In this slow economy, managing cash and liquidity are more important than ever. That same slow economy and the large Federal stimulus package are causing more companies to look at doing business with the federal government. However, doing business with and collecting from the federal government is far different than commercial business practice, with its own set of very detailed rules and procedures. Understanding those rules can improve cash flow. For any company with any federal contracts, this GBG teleconference will teach you what to do, how to do it and help you solve problems with the government at all levels.
|Date:||Thursday, November 12, 2009|
|Time:||3:00 – 4:00pm EST|
|Cost:||$39.95 for GBG members;|
|$49.95 for non-GBG members|
|*per phone line|
Bill’s first book, Government Contractors Guide to Managing Federal Government Payments and Collections provides extensive coverage of federal government payment and collections from both the government and vendor side. This how-to guide provides a comprehensive understanding of the federal government system and will be an invaluable tool for any receivables office.
Bill will be answering questions sent by GBG newsletter readers. This is your last chance to submit your questions. Please email questions to firstname.lastname@example.org by Friday, November 6. You will be notified if your question is chosen to be part of the teleconference discussion.

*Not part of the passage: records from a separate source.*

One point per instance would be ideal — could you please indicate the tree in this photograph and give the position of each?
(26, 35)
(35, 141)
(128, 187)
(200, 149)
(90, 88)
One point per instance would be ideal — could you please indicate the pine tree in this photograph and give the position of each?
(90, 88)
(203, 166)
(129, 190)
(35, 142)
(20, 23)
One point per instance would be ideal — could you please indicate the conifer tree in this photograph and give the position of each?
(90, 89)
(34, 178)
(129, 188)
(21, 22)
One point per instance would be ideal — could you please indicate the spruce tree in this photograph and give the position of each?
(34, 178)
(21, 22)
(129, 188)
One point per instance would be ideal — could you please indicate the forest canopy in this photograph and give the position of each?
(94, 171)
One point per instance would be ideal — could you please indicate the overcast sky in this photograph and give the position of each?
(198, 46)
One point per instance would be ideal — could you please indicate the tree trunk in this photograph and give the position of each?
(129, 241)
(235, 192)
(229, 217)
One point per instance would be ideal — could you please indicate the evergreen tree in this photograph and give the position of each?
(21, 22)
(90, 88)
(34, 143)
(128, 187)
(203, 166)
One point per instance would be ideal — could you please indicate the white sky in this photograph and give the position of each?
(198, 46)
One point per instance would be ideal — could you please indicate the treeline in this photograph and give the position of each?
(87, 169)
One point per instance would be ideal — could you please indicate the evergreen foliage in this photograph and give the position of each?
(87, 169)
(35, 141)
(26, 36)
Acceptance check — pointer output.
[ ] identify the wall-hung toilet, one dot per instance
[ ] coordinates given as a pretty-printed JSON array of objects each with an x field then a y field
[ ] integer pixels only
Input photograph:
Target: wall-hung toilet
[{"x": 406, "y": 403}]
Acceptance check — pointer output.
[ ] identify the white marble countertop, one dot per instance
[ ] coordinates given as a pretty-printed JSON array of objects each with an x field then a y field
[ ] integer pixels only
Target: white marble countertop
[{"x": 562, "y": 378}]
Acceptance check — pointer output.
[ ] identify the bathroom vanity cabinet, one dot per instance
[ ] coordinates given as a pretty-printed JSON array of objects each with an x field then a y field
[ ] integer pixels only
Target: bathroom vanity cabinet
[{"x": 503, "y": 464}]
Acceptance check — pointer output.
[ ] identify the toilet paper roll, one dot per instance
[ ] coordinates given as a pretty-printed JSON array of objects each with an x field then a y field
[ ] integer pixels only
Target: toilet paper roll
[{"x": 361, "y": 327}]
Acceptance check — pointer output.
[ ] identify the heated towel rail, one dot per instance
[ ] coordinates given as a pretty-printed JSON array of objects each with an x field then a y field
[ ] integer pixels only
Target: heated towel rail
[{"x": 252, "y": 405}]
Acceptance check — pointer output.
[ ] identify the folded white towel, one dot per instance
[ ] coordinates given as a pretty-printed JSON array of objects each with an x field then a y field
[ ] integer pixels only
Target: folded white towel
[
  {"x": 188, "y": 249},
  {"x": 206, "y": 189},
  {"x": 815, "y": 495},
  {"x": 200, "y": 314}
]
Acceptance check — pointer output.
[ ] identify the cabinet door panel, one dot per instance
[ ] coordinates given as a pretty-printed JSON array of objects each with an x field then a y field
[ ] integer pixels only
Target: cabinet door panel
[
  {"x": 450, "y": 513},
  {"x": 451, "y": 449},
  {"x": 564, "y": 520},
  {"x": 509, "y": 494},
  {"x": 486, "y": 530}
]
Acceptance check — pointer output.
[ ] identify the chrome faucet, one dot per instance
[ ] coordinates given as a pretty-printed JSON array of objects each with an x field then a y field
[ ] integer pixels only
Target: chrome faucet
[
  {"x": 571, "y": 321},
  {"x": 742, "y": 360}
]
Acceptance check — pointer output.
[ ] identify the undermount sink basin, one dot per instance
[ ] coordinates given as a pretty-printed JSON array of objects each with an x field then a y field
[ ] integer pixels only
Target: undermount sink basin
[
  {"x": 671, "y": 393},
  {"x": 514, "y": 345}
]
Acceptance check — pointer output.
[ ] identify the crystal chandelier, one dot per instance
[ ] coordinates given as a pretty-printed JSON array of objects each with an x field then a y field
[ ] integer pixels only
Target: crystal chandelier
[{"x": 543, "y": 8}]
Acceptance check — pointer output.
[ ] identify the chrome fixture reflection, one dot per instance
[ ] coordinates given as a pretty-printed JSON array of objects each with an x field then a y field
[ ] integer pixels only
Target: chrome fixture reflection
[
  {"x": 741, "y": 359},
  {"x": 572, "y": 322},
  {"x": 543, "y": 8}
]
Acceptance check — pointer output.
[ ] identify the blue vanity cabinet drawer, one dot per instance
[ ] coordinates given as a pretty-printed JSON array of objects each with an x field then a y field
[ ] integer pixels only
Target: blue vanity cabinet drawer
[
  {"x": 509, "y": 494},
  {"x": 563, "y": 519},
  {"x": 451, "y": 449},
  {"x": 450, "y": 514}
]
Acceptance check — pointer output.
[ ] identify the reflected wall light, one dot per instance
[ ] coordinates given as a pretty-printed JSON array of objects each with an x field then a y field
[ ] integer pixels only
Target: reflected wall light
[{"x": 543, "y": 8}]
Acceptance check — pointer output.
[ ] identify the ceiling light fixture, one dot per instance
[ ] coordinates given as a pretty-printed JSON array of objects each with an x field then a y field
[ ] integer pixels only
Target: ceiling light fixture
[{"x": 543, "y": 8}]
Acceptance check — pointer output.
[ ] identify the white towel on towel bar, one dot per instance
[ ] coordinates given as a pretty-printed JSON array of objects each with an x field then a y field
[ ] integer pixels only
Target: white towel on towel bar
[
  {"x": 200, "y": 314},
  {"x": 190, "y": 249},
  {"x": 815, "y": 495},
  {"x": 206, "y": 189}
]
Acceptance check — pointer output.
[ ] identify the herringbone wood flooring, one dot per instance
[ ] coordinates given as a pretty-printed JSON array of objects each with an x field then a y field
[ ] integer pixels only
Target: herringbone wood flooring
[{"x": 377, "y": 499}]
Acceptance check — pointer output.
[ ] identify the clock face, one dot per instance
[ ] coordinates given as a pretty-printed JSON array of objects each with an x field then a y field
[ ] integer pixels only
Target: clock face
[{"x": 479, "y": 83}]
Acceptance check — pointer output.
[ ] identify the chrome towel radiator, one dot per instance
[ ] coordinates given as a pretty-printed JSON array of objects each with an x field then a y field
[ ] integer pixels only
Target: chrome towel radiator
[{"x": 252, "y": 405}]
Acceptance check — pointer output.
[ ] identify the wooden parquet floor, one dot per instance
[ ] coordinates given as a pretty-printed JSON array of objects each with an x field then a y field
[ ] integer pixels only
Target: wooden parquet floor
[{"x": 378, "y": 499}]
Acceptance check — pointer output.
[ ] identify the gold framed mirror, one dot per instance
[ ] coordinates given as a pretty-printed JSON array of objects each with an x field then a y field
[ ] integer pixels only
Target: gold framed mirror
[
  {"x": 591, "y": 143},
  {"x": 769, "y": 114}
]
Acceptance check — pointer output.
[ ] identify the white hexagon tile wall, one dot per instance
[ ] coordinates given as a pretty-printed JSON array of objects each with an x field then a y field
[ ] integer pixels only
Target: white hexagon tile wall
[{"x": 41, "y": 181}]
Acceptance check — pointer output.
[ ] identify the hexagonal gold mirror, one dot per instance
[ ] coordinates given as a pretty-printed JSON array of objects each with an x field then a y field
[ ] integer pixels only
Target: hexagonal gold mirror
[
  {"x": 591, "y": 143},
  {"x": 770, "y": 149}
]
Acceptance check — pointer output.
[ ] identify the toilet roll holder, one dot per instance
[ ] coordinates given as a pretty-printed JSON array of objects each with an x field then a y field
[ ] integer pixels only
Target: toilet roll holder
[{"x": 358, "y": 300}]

To register for the Government Contractors Guide to Managing Federal Government Payments & Collections teleconference, click here.
Should I Protest?
Almost all competitive federal procurements are conducted by using competitive negotiation procedures as opposed to sealed bidding. According to FAR 52.215-1(f)(4), federal agencies do not have to hold a discussion with the bidder if the agency does not believe the discussion is needed. However, FAR 15.306(d)(3) requires that when an agency conducts discussions with the bidder, the contracting officer (CO) may discuss with each company and consider the award “deficiencies, significant weaknesses and adverse past performance information to which the offeror has not yet had an opportunity to respond.” A company can protest and probably should protest if the discussion is not meaningful, and misleading for a reasonable chance of being selected for contract awards. Any agency can be protested through the Government Accountability Office (GAO).
Tips for Protesting
- Always keep excellent documentation, even if the discussion is oral.
- Always give a full disclosure of weaknesses or deficiencies raised.
- Always obtain a debriefing and if there are any deficiencies, you may consider a protest.
Problems With Uncle Sam Not Paying Invoices
Many members are having issues with not getting paid on time. This is always a sensitive subject. Sales don’t want you to yell and shout. Accounting wants it paid ASAP. One possibility for vendors is to file a claim with the Armed Services Board of Contracting Appeals. Vendors must have submitted a proper invoice and have performed the contract obligations. Put in writing to your Contracting Officer that there is a problem with the payment. If you have not heard back from the Contracting Officer within three weeks, send another written notice that you are demanding payment. If you still have not heard from the Contracting Officer, you may file a claim with the appropriate Board of Contract Appeals depending on the agency.